In its report, Berytech notes the country’s shortcomings in this area. Its authors cite, among other things, the lack of strong intellectual property protection regulations (a fact that is regularly pointed out by the US Trade Representative), the lack of funding sources dedicated to the creation of prototypes and the too marginal exchanges and partnerships with university alumni associations abroad. The lack of skills in certain areas (particularly experienced coders) is also problematic.
Regarding solutions, Berytech suggests, among other things, the creation of a scholarship fund for research, dedicated to Lebanese students and researchers in Lebanon and abroad, to encourage the creation and commercialization of prototypes. It also proposes allowing the Lebanese Industrial Research Achievements (LIRA) program to apply for international funding.
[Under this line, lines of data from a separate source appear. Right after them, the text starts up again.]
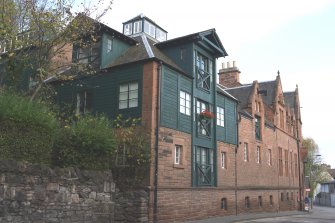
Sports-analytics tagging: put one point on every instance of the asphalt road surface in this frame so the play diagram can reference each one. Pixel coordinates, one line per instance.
(316, 215)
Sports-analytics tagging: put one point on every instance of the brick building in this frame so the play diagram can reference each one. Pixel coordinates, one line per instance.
(216, 149)
(267, 169)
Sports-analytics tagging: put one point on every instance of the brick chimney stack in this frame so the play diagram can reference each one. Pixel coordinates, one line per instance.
(230, 76)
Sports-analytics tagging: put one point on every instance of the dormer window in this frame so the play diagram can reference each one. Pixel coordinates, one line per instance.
(142, 24)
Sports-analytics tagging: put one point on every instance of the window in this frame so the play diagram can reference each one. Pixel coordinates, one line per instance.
(269, 157)
(247, 202)
(204, 166)
(258, 154)
(204, 71)
(177, 154)
(204, 118)
(281, 118)
(88, 53)
(286, 162)
(109, 45)
(84, 101)
(150, 29)
(257, 128)
(246, 152)
(260, 201)
(280, 160)
(220, 116)
(185, 103)
(223, 160)
(137, 27)
(128, 97)
(127, 29)
(224, 203)
(160, 34)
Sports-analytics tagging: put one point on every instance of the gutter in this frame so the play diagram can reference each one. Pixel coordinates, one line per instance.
(155, 208)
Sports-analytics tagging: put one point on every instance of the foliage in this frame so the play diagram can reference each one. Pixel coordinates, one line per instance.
(313, 169)
(38, 35)
(88, 143)
(132, 155)
(27, 128)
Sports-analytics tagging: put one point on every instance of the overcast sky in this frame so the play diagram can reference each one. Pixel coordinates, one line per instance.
(296, 37)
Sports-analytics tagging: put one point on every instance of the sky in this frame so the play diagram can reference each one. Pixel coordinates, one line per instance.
(296, 37)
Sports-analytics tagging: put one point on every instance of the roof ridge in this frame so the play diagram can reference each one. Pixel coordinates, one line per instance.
(147, 46)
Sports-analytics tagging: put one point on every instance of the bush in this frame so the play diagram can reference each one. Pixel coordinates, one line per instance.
(28, 129)
(88, 143)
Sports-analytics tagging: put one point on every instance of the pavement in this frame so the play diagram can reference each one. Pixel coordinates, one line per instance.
(251, 216)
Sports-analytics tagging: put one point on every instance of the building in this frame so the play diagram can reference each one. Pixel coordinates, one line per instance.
(216, 149)
(268, 165)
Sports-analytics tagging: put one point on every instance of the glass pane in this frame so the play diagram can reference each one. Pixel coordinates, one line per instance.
(133, 103)
(133, 94)
(122, 104)
(123, 96)
(123, 88)
(133, 86)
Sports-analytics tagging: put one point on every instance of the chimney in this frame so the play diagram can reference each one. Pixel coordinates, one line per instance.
(229, 76)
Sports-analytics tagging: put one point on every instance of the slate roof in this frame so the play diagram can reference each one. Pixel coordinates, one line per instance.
(242, 94)
(269, 87)
(145, 49)
(289, 98)
(209, 34)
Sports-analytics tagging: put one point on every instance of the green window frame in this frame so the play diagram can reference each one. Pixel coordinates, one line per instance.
(220, 116)
(204, 71)
(128, 95)
(258, 128)
(185, 103)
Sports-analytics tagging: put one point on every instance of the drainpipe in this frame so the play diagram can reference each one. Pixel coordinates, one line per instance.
(300, 185)
(238, 118)
(159, 71)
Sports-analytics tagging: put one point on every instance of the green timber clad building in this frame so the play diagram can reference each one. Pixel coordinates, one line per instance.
(171, 86)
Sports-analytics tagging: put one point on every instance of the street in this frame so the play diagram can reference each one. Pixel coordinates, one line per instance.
(317, 215)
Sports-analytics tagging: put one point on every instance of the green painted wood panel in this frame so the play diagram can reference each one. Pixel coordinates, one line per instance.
(105, 91)
(169, 99)
(172, 83)
(230, 116)
(118, 47)
(221, 131)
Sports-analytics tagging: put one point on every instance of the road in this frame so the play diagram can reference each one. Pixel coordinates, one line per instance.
(316, 215)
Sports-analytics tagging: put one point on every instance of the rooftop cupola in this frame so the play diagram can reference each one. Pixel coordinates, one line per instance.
(142, 24)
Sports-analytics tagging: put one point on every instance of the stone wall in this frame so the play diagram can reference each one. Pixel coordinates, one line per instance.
(35, 193)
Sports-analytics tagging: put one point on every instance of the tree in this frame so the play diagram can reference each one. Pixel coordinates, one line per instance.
(315, 172)
(36, 39)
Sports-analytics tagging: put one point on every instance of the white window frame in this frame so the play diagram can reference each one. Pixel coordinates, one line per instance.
(223, 160)
(177, 154)
(245, 152)
(137, 27)
(258, 154)
(220, 116)
(269, 157)
(109, 45)
(128, 95)
(185, 103)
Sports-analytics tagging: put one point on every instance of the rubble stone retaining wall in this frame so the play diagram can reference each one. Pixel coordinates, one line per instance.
(40, 194)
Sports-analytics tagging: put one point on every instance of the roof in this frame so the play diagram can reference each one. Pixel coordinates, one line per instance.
(210, 36)
(331, 172)
(141, 16)
(242, 94)
(145, 49)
“Despite the crises, there is no time to lose!” the Berytech communications office told L’Orient-Le Jour. For Bitar, “the problem of the Lebanese ecosystem is above all a mentality problem. It wants to copy the American model while we would have to invent a local model, which ESA has developed. Cooperation at the Lebanese level is necessary for the sector to develop. But this is still far from being achieved in Lebanon.” Without fundamentally questioning Berytech’s approach, he suggested starting with convincing the state – if it succeeds in negotiating external aid after its discussions with the International Monetary Fund (IMF) and getting the country back on track – to start by investing $2 million a year to finance local startups.